All my life I've been a news junkie, but these days I feel more like a news zombie.  Our divisions and assumptions about each other and those in power have never been more in question.  As a child of the 1980s, the Americans used to provide me nostalgia and context to the political climate of my early years.  I remember how we were brainwashed to hate and question everything Soviet or Russian. The show provided an illustration of how Soviet operatives would have viewed our government and propaganda of that era.

In my high school years, I studied the Russian language and culture. (Not very successfully, thinking I would never have to use it!)  In my senior year of high school, we hosted twins from our sister city Irkutsk in Siberia. This personal exchange eviscerated and enforced many of generalizations we held about Soviets.  The teens did everything in their power to appear unimpressed by the excess in our culture until finally admitting a deep love of Mickey Mouse. They were lousy at Monopoly but better at English and math than I could ever hope to be. The came from a family of successful scientists and were excited to go into the science fields themselves. (Not as ordered by their government like I had understood the Soviet model worked.)  I was embarrassed how little we really knew about what life in the Soviet Union was like beyond images of bread lines and lack of personal freedom.

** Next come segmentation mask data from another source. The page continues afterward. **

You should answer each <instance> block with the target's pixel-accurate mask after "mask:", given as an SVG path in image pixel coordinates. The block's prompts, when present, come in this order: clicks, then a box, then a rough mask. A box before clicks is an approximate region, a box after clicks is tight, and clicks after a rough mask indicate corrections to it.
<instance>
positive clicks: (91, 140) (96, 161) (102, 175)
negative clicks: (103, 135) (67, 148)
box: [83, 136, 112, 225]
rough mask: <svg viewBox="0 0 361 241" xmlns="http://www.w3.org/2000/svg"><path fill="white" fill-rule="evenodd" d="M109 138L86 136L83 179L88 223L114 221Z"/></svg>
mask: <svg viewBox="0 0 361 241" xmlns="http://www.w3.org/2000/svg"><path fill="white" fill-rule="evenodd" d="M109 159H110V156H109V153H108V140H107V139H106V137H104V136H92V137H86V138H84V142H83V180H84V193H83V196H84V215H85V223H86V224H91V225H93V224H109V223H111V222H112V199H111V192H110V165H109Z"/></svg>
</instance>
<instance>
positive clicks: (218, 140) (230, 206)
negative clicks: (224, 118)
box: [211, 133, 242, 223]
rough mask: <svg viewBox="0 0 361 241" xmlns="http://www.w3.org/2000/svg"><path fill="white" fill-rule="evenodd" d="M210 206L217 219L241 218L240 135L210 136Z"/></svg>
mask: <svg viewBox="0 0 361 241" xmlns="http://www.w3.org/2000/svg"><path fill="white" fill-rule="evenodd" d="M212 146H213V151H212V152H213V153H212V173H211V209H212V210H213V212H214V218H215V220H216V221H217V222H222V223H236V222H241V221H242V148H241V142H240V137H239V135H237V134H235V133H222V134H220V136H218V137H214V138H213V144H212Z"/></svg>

What I've always found so interesting about The Americans is that it humanizes the efforts of those on both sides of the Cold War.  Then as now, there has always been a divide between the shady efforts of spies and the common people in both countries.  However, the Russian ability to distort and create propaganda about the West remains, especially under the leadership of Putin and the RT news agency.  RT and other media tools have helped Russia import their worldview to the people all around the worlds are far more sophisticated than any Cold War efforts. It causes us to doubt their interference, especially when the U.S. President echoes Putin's assertion that any interference in Western elections or murder of former spies is "fake news."

I am looking forward to seeing how the show will commence.  Elizabeth and Phillip have finally decided that it was time to return home as a family.  However, at last, they had a lead on the direct line to the CIA operations in Moscow. (A holy grail of their spy career.) It appears that this last important and dangerous mission will likely expose them their neighbor, family friend, and FBI agent next-door Stan.  I'm not expecting a smooth road to wrap up all the dramatic threads of the series.  Nina's storyline ended in a brutal and abrupt manner.  Will Paige or Henry be endangered before the end?  How many innocent people will suffer on both sides? It's the realism and moral ambiguity that continue to surprise viewers and make for a show that's almost as crazy as our present-day world.